Currently about 21% of office-based doctors are using a “basic” electronic health records system, but lawmakers would like to see that number increase as part of an effort to reduce errors and lower costs.
Starting at the beginning of this month, medical professionals and hospitals who join the Medicare Electronic Health Record Incentive Program are eligible for up to $40,000 over five years as part of the American Recovery and Reinvestment Act. A.I. DuPont’s President and CEO Dr. Kevin Churchwell says, “Using technology to help people get well and stay well is a nationwide effort.”
A.I. DuPont is just one of nearly 100 hospitals hosting similar events today about electronic health records (EHR). Churchwell described ways the hospital is using new technology to reduce errors and improve communication among medical providers. “Our EHR has enabled us to spend more time on direct patient care and less time on record keeping. It means more efficient care and less guess work.

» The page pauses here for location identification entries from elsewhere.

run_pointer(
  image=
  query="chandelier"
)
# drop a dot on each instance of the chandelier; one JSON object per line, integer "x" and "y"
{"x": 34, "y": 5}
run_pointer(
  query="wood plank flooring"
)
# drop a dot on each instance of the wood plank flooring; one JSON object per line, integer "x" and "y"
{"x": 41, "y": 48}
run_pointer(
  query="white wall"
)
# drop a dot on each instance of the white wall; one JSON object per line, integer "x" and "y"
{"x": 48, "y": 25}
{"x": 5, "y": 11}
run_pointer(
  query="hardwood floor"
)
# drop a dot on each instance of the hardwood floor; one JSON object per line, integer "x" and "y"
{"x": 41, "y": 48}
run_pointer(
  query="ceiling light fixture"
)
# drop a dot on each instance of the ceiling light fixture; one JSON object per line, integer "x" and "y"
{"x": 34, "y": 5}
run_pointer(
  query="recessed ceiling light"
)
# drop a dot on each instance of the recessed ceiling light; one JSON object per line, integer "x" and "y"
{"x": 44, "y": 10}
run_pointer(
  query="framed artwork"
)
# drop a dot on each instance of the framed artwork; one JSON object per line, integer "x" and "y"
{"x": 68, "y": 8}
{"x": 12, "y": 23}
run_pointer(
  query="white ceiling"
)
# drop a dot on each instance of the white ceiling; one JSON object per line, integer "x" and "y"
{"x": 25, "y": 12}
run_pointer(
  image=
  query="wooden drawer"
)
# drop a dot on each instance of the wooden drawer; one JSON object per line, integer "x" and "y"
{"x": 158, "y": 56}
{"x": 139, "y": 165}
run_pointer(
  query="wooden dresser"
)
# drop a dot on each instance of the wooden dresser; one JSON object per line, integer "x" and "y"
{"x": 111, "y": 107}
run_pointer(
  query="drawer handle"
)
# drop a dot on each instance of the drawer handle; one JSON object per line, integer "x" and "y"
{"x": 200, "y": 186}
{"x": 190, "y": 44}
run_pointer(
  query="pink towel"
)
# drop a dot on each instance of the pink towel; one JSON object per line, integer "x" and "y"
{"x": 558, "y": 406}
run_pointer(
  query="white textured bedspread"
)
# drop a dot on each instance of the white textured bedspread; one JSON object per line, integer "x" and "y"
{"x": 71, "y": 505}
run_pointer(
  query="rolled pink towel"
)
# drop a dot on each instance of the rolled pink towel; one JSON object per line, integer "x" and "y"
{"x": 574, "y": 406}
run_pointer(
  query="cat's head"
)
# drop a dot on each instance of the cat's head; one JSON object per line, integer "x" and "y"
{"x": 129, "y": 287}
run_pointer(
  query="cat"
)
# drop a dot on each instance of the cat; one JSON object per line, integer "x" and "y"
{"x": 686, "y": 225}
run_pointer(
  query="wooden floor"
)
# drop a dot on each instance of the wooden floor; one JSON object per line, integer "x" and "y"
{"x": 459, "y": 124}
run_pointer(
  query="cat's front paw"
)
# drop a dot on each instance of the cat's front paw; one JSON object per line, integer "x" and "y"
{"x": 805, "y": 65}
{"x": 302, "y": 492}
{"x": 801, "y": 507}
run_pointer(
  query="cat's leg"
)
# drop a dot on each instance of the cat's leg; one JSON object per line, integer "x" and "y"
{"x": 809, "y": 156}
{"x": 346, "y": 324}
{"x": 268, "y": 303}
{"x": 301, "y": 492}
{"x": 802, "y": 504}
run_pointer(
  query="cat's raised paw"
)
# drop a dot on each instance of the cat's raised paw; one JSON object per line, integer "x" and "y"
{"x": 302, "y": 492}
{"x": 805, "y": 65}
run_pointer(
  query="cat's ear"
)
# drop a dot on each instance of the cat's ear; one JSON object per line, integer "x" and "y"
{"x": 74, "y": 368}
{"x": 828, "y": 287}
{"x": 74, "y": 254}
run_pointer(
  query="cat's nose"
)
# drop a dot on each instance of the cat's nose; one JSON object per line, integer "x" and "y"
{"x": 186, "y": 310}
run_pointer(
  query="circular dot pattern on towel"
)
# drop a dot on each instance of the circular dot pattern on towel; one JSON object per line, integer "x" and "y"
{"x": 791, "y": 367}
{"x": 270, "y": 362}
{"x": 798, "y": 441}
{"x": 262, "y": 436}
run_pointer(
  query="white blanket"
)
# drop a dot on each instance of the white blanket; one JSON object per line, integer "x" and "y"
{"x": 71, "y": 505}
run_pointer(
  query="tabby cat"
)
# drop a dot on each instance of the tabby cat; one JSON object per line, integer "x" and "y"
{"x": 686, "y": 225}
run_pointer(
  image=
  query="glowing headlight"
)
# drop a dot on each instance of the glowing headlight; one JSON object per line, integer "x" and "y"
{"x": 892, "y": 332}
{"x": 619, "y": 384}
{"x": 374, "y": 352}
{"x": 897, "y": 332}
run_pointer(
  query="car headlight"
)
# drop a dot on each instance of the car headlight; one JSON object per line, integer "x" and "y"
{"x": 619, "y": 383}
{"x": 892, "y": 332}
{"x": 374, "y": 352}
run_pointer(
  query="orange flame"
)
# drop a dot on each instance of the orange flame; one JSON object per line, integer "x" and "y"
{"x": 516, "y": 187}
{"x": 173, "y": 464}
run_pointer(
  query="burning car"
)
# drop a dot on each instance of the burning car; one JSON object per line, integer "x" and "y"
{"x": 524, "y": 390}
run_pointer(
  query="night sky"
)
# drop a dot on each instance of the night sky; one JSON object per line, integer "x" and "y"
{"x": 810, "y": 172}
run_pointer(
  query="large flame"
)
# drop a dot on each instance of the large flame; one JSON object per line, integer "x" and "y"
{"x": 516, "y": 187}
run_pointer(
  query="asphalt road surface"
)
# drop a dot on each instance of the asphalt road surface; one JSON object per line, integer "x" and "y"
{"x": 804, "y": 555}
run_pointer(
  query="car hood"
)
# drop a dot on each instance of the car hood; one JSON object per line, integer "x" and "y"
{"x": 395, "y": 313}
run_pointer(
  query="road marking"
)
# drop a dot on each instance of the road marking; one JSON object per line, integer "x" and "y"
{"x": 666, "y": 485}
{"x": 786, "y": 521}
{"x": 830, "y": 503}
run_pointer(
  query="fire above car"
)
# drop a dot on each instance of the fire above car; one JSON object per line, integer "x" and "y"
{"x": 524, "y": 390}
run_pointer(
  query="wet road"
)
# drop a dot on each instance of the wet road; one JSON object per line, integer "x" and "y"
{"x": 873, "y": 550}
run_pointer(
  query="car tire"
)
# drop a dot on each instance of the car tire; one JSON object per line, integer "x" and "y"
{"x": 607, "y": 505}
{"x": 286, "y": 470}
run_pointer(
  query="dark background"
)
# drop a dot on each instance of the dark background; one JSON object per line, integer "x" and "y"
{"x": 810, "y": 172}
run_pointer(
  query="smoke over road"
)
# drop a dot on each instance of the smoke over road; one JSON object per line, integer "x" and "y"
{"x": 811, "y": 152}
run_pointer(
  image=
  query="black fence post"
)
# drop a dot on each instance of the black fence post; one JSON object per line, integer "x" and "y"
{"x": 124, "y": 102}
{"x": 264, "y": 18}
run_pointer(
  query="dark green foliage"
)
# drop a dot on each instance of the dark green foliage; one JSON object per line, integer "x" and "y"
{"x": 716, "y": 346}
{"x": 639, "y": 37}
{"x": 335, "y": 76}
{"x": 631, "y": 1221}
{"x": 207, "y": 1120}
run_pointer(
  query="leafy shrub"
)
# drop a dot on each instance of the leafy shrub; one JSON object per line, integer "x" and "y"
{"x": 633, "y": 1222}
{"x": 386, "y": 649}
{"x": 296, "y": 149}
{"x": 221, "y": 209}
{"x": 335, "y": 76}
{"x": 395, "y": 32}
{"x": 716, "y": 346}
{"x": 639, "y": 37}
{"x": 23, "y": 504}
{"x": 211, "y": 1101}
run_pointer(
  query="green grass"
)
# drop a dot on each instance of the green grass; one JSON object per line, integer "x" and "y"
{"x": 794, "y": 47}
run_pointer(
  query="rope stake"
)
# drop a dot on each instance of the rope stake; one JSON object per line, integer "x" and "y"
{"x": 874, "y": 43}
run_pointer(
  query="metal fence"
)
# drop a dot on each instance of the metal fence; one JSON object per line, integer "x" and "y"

It means complete, legible, unambiguous orders.”
Congressman John Carney (D) says a big part of the nation’s current economic trouble stems from increasing health care costs, which could be reduced with a shift to electronic health records. “There aren’t a lot of, frankly, very good ideas about how to contain those health care costs. One very good idea is health information technology.”
Senator Tom Carper (D) says a key component in improving health care costs and the quality of care in the U.S. is electronic health records. “If we’re interested in better health care outcomes for less money, one of the biggest bangs for the buck comes from harnessing information technology.” Carper says the federal stimulus program has designated about $19 billion to be used as incentives for doctors to start using health care IT.
Dr. Stephen Lawless, Vice President of Quality and Safety at Nemours, says the electronic health records have streamlined the hospital’s operation and dramatically reduced the risk of an error in communication among doctors. “No longer can I write [prescriptions], they have to be legible,” he says. “Abbreviations are eliminated because we don’t allow them.” Lawless says the electronic records have helped the hospital reach an error-free rate of 99.98%.